Warum stellt man oft ein so bestimmtes Verhalten auf ?

Da erinnere ich mich...alle diese Menschen - die anscheinend bekehrt worden sind, sind als ärgste Fundamentalisten bekannt..
Anführung - Beweisaussage...

Ein EXTREM-Rauchergegner - war mal ein EXTREM-Raucher - fürchtet er sich, wieder ins alte Verhaltsschema zu fallen und ihm wieder zu verfallen.
Frag mal einen Alkoholiker - der sagt dir ganz einfach aufs >Gesicht zu - ICH BIN doch kein Alkoholiker...
zu kämpfen anfangen - gegen seinen Alkoholismus kann er erst, wenn er weiß, JA ich bin Alkoholiker.

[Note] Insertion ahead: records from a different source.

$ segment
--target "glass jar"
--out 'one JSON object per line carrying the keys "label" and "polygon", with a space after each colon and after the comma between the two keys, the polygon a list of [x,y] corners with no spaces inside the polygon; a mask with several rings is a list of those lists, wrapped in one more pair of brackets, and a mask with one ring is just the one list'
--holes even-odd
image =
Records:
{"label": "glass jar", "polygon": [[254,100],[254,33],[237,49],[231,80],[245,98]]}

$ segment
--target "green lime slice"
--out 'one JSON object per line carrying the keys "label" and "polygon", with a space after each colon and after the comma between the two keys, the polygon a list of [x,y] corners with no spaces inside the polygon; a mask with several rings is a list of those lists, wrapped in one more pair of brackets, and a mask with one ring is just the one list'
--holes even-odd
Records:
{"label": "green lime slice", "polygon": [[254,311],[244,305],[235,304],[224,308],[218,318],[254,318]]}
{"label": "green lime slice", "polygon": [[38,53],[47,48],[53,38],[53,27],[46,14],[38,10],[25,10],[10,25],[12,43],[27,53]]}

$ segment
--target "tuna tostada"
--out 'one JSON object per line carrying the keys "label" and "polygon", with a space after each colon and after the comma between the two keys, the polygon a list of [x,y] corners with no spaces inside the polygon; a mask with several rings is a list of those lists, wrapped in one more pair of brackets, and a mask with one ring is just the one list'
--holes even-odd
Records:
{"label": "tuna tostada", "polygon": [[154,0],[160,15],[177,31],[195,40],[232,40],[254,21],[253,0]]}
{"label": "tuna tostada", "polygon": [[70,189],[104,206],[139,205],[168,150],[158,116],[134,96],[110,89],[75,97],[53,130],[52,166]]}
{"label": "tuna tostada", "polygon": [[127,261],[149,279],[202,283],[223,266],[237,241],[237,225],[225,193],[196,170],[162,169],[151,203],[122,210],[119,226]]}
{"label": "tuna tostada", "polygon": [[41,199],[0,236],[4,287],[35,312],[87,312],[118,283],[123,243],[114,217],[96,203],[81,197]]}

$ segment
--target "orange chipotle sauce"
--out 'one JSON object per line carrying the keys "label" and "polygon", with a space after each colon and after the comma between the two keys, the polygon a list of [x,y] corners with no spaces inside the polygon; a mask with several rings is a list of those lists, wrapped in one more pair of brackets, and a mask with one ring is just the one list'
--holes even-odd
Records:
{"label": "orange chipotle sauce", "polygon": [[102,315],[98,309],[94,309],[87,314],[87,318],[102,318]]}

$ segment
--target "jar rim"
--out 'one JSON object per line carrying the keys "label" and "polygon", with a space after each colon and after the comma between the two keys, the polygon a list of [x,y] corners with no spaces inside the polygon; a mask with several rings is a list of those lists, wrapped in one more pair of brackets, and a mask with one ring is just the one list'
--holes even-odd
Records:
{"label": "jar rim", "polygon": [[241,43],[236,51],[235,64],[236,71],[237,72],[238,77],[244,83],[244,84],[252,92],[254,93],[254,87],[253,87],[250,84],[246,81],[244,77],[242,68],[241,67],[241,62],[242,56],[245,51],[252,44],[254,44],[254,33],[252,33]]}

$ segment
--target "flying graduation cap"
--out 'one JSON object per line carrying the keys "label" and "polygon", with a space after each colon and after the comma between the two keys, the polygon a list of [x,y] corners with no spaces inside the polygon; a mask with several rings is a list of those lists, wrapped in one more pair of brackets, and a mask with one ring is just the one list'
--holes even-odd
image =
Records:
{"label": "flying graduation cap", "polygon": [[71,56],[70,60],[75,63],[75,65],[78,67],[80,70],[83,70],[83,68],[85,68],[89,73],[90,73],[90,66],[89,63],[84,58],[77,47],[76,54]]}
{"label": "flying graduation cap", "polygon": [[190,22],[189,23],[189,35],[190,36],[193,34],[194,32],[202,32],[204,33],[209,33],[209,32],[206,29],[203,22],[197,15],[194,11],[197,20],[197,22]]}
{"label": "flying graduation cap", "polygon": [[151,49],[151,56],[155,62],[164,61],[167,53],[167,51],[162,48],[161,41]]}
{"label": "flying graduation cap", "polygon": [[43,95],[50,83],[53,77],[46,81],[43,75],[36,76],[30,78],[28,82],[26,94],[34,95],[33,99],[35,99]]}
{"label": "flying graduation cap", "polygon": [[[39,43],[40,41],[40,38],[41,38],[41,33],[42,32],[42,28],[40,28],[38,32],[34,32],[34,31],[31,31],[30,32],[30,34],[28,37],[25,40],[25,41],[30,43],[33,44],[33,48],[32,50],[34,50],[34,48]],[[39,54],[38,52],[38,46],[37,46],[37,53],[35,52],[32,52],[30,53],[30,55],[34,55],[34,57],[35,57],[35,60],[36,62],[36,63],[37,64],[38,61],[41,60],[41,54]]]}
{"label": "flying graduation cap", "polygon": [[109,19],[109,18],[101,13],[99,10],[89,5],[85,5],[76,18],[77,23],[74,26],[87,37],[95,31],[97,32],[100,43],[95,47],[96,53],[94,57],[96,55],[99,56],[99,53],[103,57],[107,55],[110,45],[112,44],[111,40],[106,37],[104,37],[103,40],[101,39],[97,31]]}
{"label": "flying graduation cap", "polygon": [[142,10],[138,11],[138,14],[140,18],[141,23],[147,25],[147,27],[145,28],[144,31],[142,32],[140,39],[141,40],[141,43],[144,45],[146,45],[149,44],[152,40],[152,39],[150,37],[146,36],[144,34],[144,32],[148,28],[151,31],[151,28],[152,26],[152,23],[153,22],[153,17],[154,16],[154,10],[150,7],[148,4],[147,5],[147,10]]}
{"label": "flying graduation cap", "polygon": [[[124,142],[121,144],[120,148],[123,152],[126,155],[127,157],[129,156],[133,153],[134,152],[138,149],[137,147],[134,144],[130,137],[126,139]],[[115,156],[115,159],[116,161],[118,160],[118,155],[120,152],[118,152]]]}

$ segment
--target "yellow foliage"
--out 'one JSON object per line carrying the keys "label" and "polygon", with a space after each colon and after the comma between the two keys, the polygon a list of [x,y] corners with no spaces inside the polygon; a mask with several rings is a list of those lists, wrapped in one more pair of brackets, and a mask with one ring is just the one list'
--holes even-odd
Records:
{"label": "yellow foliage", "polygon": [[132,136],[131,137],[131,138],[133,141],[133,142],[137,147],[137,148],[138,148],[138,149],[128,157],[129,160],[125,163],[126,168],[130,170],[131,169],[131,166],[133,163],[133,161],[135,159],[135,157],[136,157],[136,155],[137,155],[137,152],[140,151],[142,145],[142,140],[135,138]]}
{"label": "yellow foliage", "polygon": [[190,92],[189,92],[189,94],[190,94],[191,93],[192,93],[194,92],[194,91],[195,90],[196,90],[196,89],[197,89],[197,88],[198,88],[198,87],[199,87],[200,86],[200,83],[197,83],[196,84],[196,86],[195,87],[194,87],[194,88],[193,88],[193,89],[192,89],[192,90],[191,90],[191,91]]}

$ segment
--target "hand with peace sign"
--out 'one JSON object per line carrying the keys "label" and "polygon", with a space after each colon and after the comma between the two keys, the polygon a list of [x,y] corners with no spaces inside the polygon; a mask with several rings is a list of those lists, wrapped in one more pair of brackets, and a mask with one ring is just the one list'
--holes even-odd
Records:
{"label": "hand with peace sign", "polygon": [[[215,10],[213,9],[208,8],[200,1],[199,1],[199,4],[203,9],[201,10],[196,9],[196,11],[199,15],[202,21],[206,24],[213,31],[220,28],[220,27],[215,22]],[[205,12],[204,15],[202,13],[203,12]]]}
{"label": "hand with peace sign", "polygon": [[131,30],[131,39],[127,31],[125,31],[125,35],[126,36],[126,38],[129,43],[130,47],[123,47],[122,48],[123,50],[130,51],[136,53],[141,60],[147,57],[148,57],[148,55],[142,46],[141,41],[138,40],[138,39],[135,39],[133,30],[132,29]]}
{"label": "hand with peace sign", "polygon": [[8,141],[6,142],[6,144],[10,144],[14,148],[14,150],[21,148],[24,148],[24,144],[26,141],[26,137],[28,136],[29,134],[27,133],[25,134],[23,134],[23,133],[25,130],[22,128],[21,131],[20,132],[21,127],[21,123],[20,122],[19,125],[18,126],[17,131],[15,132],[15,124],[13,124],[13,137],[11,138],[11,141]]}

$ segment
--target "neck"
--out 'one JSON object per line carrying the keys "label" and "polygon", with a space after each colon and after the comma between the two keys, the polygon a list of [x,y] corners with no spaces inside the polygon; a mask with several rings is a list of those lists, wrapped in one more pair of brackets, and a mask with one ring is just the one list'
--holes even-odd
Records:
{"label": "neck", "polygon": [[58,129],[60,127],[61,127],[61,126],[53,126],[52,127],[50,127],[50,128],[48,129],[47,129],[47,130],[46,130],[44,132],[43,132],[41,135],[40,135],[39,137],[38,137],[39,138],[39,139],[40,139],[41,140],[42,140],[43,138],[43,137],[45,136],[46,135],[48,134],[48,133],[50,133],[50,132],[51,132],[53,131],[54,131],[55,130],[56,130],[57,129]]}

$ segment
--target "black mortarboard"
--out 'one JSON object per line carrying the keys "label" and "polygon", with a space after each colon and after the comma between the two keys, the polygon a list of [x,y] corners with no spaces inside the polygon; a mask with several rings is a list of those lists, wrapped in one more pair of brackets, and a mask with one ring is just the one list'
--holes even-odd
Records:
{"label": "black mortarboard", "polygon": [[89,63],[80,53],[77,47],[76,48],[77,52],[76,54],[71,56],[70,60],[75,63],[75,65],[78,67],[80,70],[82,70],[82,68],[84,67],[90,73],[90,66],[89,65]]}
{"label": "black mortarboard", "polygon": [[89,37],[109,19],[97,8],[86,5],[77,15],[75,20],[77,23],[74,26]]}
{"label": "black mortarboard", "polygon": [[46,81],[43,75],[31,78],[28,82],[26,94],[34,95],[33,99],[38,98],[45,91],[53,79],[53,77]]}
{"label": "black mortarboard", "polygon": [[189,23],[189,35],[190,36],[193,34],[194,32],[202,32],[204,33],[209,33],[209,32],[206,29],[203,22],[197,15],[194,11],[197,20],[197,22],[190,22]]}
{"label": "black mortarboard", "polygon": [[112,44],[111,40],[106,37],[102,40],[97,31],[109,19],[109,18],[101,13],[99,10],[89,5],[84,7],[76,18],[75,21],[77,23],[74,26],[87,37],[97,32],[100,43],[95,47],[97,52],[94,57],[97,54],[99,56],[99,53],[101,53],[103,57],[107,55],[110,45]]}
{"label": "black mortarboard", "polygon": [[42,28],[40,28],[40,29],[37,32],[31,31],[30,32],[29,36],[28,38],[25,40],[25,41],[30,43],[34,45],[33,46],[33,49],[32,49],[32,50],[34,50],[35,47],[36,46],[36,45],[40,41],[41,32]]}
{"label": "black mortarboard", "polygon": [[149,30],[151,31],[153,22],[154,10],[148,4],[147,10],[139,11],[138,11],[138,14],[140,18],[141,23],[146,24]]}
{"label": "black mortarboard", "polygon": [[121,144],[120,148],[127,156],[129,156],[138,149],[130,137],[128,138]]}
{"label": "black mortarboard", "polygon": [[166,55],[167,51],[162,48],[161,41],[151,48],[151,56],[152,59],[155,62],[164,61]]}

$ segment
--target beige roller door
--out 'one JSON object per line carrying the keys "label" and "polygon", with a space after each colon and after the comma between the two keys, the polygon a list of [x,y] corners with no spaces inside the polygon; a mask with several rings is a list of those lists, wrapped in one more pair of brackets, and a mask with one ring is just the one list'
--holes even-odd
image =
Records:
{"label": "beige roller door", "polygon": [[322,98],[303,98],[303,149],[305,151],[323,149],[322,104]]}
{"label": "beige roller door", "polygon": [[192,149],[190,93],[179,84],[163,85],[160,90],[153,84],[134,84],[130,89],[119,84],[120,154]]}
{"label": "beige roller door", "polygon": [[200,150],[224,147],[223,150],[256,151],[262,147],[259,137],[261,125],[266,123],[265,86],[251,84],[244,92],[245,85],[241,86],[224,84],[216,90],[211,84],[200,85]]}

Ich kenne einen ÖSTERREICHER - vorher Atheist - jetzt besessener Moslem..ich bezeichne ihn so -
Nazierwähner - ich warne davor in meinem Unterricht, doch weiß ich auch - wie kurz der Weg dahin ist..
erkenne ich wenn Oberinntal gegen Unterinntaler sich outen...nanana ich bin Unterinntalerin - eben
Ich bin kein Nazi, da sind wohl die Gefährlichsten ...versteckt - ansonsten würde ich das malnr so nebenbei erwähnen und nicht ständig...

und dann sage mal einem Bayern - er ist Franke...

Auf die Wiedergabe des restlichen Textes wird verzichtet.